In reading widely around the topic of sexuality and gender, a subset of my Masters dissertation (and bigger!) interest in the Doctrine of the Image of God and its application for today, I’ve read dozens (scores?) of books on sex, coming from a range of perspectives and a whole host of angles. A list of my reading list, with some links to reviews, can be found here. Yet I’ve not read many books that deal with the key question of the meaning of sex, and very few that cover (even briefly) the broad spectrum of issues that ‘sex’ throws up. With an honourable mention to Kostenberger’s God, Marriage and Family, I think this recent book by Southern Baptist associate Professor of biblical studies, Denny Burk, is a particularly helpful overview of a range of questions, that also engages with the question of meaning.

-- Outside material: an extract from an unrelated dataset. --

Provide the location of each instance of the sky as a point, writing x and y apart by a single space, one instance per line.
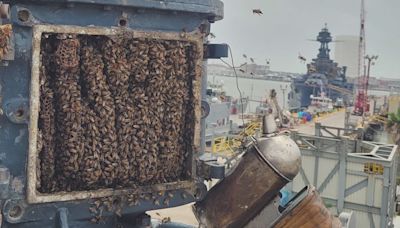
282 32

Burk is probably best known to most folk as a blogger with an ethical interest, and a history of engaging with Rachel Held Evans (whose book on biblical womanhood I’ve reviewed). Whilst I don’t always appreciate Burk’s tone, and occasionally disagree with his conclusions, his blog is well worth reading, and he is a lively and regular user of Twitter. This usage of modern media translates well into the printed page, with Burk having authored a readable and fast paced – though still theologically deep – book on an important topic.
Whilst some can/have (occasionally right!) accused Southern Baptists of being over-strident on these issues, I was encouraged to find that Burk’s book is actually very winsome, sensitive and pastorally minded. It is unlikely to go down well with folk who have wholly bought into the ideas that he is trying to refute, particularly as Burk helpfully notes at the outset that this book “is about the glory of God… this book is a primer… this book is biblical. It is not philosophical. By that I meant that my primary orientation is the text of Scripture, not contemporary debates about natural law or secular ethical theories”. Further, and most importantly, Burk notes that “this book is for sinners”, and Burk includes himself in this, even as he points to Christ and the Gospel.
There is a little bit of dissonance between the chapter titles and their contents. Echoing the acknowledged influence that John Piper has had on him, Burk begins the title of each chapter with ‘Glorify God with Your…’, and discusses ‘Body’, ‘Hermeneutic’, ‘Conjugal Union’, ‘Family Planning’, ‘Gender’, ‘Sexuality’ and ‘Singleness’. Encouragingly, each of these chapters goes deeper and wider into the topic that the slightly simplistic titles imply, with a firm emphasis on the biblical view rather than accommodation of a/the cultural view. I was particularly encouraged to see chapters on body and singleness – topics so often neglected by evangelicals.
Burk writes with passion, and an obviously wide knowledge of his topic. This is particularly evident throughout the chapters on Gender and Sexuality. Having said this, it is worth noting again that Burk does not write in a vacuum – he is clearly and carefully aware of who might read this book, and some miss-steps that Christians have made in speaking of and about (or around!) sex in the past. Nevertheless, he is confident in a Gospel-saturated, winsomely biblical understanding of sex, which is refreshing in an age when authors who identify as evangelical seem confused on the topic.
In conclusion, then, without spoiling the book, I can honestly say that this is one of the most helpful introductory-cover-everything books on the topic I have read yet. It is up to date and thoroughly researched, fiercely Orthodox but also pastorally aware. I would recommend it as a way into the wider discussion of sex that needs to be had in the Church for the sake of the world, as well as a fine exploration – as the title implies – of the meaning and purpose of sex.